CRA’s budget makes tax cuts of a similar magnitude to Heritage’s, but takes a more plausible approach to spending cuts. It reduces Medicaid by one-third and Medicare by one-tenth while leaving Social Security untouched.  Non-Defense Discretionary spending falls by close to 40% and, notably, Defense spending falls by almost 15%.

How does the CRA budget balance, with tax cuts like Heritage’s but less aggressive spending cuts? By adding an extra $4 trillion in GDP. CRA forecasts that its favored policies will lead to much higher economic growth, thereby pushing nominal GDP in 2032 from a baseline of $36.7 trillion up to $40.4 trillion. Along with this growth, according to CRA, will come an additional $775 billion in annual tax revenue.

In an apples-to-apples comparison with the Heritage budget and American Compass’s model, excluding an assumption of higher growth, CRA lowers revenue to $6.2 trillion (17.0% of $36.7 trillion in GDP) and spending to $7.0 trillion (19.1% of $36.7 trillion in GDP).
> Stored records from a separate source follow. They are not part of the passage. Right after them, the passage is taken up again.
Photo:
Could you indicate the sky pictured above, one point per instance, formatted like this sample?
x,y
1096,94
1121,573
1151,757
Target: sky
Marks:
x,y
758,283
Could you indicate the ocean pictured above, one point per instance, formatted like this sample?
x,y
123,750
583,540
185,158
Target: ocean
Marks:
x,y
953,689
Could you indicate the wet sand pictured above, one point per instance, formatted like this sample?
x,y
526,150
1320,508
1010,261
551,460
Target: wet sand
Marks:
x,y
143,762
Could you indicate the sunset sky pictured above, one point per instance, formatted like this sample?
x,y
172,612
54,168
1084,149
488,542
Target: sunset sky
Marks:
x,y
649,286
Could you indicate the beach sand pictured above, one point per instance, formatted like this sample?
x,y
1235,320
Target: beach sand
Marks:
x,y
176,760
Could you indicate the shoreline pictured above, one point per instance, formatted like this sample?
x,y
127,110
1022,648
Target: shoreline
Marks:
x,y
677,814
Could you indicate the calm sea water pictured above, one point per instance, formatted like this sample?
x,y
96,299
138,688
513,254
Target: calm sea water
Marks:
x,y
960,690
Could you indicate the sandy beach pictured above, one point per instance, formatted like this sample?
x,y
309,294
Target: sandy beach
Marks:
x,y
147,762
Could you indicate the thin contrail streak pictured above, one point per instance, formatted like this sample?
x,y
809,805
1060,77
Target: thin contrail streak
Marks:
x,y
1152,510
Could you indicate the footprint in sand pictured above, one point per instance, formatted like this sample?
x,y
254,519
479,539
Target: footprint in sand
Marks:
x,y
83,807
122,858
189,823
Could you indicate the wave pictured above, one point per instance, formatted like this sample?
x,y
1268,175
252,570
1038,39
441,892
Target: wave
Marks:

Only by boosting the revenue figure to $7.0 trillion does the budget balance, and only by boosting the GDP figure to $40.4 trillion does the balance occur at 17% rather than 19% of GDP.

Conclusions

The American Compass Budget Model, the Heritage budget, and the CRA budget all tell the same story: There is no plausible path to cutting spending to 17% of GDP that Republicans would support, let alone Democrats. Reaching 19% will require a herculean effort and painful tradeoffs on issues like entitlements and defense spending, but at least the math could hypothetically work.

Perhaps not by coincidence, 19% of GDP is the level of spending and revenue that Speaker Ryan’s FY2013 “Path to Prosperity” budget targeted for the mid-2030s—at the time, the gold standard for a responsible, limited-government approach. That same figure, 19% of GDP, also represents the average level of both revenue and spending from 1995–2001, when the Newt Gingrich–led Congress and Bill Clinton White House delivered the most recent period of budget sanity. And, remarkably, American Compass polling finds that the median American would prefer a 60/40 ratio of spending cuts to tax increases, which points to the same landing place. Closing the forecasted 2025 budget gap of 23.1% spending and 17.1% revenue (as shares of GDP) in that manner would lead to spending and revenue levels of 19.5% of GDP. The 50/50 ratio preferred by the median Democrat lands at 20.1%, the 67/33 ratio preferred by the median Independent lands at 19.1%, the 75/25 ratio preferred by the median Republican lands at 18.6%. 

All those figures are closer to each other than to the proposals put forth by partisans in Washington. They circle around an obvious landing point toward which the initial steps from all sides are easy enough to discern. The gains for whoever has the courage to head that direction will be quite large, the benefits to the nation even larger.